Despite this year’s £39k of ‘restricted’ University money CUSU is an exception to the rule. This is the first year in CUSU’s history that it has received such funding from the University.

In previous years CUSU has operated without University funding, other than small allocations for University-employed staff and the premises on New Museums Site and specific funding for the Student Advice Service. It has survived predominantly by charging college affiliation fees (£102,000 in the 2012/13 budget) and on its commercial publications.

The fact remains, though, that the funding increase from the University this year is restricted. According to Mattey, this type of funding undermines the democratic nature and independence of students’ unions. Speaking to the Times, she said, “We are finding cases of universities trying to restrict [unions] – saying that they will give them money, but that things have to be done a certain way. That’s something that is very uncomfortable, that we shouldn’t be allowing.”

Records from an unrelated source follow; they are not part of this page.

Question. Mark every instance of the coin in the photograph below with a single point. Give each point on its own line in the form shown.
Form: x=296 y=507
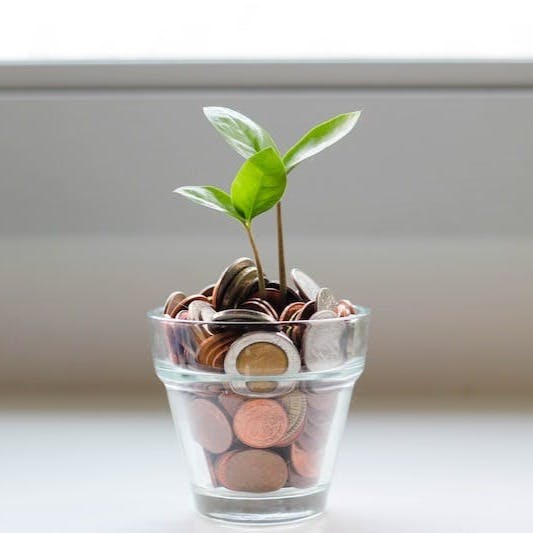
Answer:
x=307 y=287
x=260 y=423
x=208 y=291
x=196 y=308
x=230 y=402
x=252 y=471
x=256 y=304
x=232 y=319
x=305 y=463
x=290 y=310
x=307 y=311
x=184 y=304
x=351 y=307
x=295 y=405
x=212 y=345
x=325 y=300
x=322 y=342
x=291 y=296
x=240 y=287
x=210 y=426
x=261 y=354
x=172 y=302
x=226 y=277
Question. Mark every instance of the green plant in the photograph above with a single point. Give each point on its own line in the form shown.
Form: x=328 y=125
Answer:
x=248 y=138
x=257 y=187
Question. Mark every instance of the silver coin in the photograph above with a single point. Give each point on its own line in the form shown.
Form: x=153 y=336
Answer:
x=322 y=342
x=231 y=363
x=173 y=301
x=325 y=300
x=226 y=318
x=227 y=276
x=199 y=307
x=307 y=287
x=241 y=315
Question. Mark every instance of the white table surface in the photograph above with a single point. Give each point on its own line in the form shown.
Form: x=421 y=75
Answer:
x=419 y=465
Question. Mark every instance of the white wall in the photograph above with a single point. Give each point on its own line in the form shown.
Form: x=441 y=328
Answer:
x=424 y=214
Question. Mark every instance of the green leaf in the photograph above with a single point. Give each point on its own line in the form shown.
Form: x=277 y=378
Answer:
x=320 y=137
x=211 y=197
x=240 y=132
x=259 y=184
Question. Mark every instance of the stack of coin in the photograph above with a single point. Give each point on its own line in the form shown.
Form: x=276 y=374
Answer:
x=259 y=435
x=247 y=441
x=235 y=284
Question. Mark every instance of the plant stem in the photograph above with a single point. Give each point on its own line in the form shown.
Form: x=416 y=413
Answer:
x=258 y=264
x=281 y=255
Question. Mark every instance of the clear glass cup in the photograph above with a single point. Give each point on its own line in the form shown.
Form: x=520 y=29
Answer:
x=260 y=447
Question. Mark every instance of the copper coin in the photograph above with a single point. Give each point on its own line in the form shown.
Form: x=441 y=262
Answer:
x=226 y=277
x=208 y=291
x=307 y=311
x=256 y=304
x=219 y=465
x=211 y=344
x=185 y=303
x=172 y=302
x=260 y=423
x=252 y=471
x=305 y=463
x=230 y=402
x=207 y=390
x=218 y=354
x=170 y=342
x=210 y=426
x=290 y=310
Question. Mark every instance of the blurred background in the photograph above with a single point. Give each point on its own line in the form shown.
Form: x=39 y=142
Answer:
x=424 y=213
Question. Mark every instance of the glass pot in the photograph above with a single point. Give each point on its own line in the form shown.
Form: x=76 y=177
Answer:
x=259 y=409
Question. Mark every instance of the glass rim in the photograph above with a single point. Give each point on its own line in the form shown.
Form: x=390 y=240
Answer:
x=157 y=315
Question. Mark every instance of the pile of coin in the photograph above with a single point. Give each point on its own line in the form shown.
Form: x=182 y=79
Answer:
x=262 y=444
x=234 y=307
x=259 y=435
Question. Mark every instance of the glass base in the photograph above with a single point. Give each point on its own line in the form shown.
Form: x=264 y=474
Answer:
x=286 y=506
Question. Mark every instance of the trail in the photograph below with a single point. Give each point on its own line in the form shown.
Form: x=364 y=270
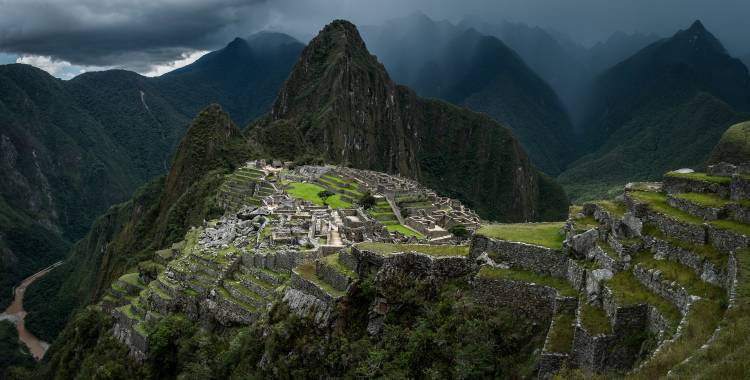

Dom Weldon, CUSU’s Coordinator, believes that funding in whatever form – restricted or otherwise – is a step forward. He told The Cambridge Student, “As we launch CUSU’s first strategic plan, and seek to move from our current office space to a larger building, allowing us to offer more services to students, we hope that we’ll continue to build relationships with the University, whilst maintaining our own independence.”

Ultimately, though, the lack of a block grant that other SUs across the country receive is a significant issue for CUSU, as is evident in the current budget report: “Acquiring a block grant from the University and changing CUSU’s funding structure remains a key campaign priority going forward into next year.”